George Osborne might be the youngest Chancellor of the Exchequer in more than a century, but there was nothing callow about the delivery of his emergency Budget yesterday. It was a confident performance. And the speech itself was clear and well structured. So much for the style; what of the substance?
Mr Osborne called it the "unavoidable" Budget. But we should be clear that the Chancellor has made a controversial choice here. The report from the new Office for Budget Responsibility earlier this month indicated that the previous government's fiscal plans would have eliminated the bulk of the structural deficit by 2015, which was what the Tories also promised in their manifesto. Yesterday Mr Osborne decided to go further and faster. The Chancellor feels that the medium-term economic gains of this voluntary austerity will outweigh the short-term pain. We now wait to see the results in the hope (if not great confidence) that he will be proved correct.

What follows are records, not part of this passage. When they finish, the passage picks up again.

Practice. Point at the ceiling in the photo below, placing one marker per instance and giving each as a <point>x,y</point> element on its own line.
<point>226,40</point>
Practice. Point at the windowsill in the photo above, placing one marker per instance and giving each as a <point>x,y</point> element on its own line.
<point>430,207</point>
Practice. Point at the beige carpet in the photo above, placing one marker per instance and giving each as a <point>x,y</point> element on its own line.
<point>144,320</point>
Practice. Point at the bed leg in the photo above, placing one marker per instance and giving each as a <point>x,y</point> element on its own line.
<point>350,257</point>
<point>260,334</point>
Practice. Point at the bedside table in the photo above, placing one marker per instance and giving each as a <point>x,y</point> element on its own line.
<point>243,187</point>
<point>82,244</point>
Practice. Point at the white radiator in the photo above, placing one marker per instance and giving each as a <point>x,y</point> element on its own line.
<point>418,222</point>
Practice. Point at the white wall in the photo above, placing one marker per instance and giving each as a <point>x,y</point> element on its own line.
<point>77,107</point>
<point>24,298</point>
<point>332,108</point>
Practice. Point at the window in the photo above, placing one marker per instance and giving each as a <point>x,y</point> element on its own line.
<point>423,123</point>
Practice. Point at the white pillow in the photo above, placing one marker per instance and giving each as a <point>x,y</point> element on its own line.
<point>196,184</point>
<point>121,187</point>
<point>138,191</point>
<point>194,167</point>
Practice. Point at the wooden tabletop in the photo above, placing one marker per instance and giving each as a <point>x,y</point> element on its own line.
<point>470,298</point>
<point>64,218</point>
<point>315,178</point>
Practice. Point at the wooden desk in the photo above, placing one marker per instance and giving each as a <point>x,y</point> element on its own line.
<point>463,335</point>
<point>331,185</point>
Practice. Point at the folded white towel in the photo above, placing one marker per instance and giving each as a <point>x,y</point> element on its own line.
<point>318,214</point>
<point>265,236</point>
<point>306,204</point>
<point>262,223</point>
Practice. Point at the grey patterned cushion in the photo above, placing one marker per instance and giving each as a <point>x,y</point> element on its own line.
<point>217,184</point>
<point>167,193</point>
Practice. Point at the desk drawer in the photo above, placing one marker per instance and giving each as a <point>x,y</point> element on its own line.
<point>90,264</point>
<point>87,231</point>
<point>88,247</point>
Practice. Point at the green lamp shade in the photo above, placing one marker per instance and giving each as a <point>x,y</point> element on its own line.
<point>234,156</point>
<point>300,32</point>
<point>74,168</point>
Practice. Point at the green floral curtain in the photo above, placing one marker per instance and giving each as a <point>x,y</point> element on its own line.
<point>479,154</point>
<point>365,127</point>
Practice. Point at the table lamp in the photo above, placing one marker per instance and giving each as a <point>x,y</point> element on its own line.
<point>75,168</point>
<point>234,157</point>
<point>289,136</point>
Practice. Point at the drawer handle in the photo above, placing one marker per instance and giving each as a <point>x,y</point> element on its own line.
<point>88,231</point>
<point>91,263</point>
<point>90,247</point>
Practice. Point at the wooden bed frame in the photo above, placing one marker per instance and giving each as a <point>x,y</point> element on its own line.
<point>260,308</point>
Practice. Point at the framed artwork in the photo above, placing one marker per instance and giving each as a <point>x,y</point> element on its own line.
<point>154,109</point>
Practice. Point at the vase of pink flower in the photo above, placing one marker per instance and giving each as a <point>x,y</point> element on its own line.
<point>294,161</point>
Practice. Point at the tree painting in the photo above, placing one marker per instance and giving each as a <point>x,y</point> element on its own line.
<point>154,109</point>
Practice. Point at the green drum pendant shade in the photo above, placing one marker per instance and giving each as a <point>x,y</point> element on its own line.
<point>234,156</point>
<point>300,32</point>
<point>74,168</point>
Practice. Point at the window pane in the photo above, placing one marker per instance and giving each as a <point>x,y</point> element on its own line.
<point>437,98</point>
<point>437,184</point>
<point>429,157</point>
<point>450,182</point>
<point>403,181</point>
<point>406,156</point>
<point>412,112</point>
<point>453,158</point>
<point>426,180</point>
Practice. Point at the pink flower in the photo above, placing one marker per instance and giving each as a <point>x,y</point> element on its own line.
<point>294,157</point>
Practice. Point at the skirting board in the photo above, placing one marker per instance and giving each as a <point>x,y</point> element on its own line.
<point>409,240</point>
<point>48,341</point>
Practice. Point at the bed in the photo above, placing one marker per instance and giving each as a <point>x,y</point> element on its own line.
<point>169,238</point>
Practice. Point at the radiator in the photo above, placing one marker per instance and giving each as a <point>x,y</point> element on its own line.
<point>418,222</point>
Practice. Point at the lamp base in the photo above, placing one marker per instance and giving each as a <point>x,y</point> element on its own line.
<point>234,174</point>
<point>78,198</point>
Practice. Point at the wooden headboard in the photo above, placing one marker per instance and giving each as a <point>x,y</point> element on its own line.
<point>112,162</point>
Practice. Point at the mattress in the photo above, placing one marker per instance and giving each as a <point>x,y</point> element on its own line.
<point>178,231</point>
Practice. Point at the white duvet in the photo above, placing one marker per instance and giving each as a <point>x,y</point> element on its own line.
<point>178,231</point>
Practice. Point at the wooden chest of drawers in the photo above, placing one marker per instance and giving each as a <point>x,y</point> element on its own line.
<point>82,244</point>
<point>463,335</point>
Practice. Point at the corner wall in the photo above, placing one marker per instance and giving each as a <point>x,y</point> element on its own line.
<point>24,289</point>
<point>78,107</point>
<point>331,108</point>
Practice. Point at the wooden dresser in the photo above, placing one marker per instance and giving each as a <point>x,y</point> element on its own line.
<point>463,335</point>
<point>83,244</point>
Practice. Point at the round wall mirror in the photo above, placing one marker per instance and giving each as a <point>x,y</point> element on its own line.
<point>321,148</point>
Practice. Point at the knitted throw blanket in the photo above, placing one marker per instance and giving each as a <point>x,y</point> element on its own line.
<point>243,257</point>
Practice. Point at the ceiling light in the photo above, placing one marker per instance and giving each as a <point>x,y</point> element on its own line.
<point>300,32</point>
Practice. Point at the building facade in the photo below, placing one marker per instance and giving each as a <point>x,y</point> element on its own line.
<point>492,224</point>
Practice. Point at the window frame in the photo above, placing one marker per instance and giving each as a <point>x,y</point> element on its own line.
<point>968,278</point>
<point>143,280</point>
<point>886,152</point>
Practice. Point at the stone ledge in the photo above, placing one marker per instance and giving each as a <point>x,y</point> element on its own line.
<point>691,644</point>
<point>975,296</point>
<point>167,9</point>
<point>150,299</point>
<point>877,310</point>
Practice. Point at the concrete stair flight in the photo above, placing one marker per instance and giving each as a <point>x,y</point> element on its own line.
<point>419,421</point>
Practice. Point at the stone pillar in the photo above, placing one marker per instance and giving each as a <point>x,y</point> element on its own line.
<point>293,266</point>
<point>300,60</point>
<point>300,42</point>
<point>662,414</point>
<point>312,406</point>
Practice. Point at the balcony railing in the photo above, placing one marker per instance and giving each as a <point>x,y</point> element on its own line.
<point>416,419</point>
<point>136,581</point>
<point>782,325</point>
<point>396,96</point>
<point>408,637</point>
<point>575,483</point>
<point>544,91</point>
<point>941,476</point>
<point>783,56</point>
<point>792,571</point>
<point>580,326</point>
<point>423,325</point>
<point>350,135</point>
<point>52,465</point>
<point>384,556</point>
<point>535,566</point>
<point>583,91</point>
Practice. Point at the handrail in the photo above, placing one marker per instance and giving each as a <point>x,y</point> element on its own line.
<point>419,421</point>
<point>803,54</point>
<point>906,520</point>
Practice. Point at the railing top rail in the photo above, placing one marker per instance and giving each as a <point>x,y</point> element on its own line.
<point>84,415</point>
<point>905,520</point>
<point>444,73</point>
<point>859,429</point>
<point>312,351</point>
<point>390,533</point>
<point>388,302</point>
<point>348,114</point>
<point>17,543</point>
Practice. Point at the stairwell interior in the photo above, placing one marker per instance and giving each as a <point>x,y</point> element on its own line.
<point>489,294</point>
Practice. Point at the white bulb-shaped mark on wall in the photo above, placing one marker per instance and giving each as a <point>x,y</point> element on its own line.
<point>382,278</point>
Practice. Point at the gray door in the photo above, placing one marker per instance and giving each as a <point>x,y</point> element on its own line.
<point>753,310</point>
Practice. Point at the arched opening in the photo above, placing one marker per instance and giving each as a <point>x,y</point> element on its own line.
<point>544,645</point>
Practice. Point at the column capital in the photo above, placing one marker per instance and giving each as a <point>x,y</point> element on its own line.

In terms of the shape of the consolidation, this Budget was a mixed bag. This is true on taxation, which Mr Osborne told us would take 23 per cent of the deficit reduction burden. The increase in the personal income tax allowance, taking 880,000 low earners out of the tax net, is welcome. So is the levy on the balance sheets of banks. The Chancellor deserves credit for moving unilaterally on this despite the protestations of the banking lobby. And the reforms to Capital Gains Tax are a step in the right direction.
The rise in VAT, however, has to be considered a blow. This is a regressive levy, hitting those on low incomes hardest. And it could have been avoided by raising property taxes along the lines of Vince Cable's mansion tax. The Government has also missed an opportunity to make a switch to green taxation. The Budget gave us a weak pledge to "explore" an aviation tax levied per plane, rather than per passenger. And there was no mention of a carbon tax, even though this would have been just as simple to collect as a hike in VAT.
On the benefits front, Mr Osborne, in some ways, pulled up short of expectations. Child benefit is frozen for three years, but there will be no means testing. There is an increase in child tax credits for low income families, but reductions for families earning more than £40,000 a year. This can be said to pass the fairness test. Indeed, Mr Osborne might have gone further in pruning expensive universal benefits such as child benefit and the winter fuel allowance. Yet small schemes – maternity and pregnancy grants – will be pared back. A weekly cap will be imposed on housing benefit. These might seem like relatively small reforms in isolation, but the total savings in the welfare bill – £11bn by 2014/15 – will not be painless. And of course it tends to be the poor, not the wealthy, who benefit from such schemes.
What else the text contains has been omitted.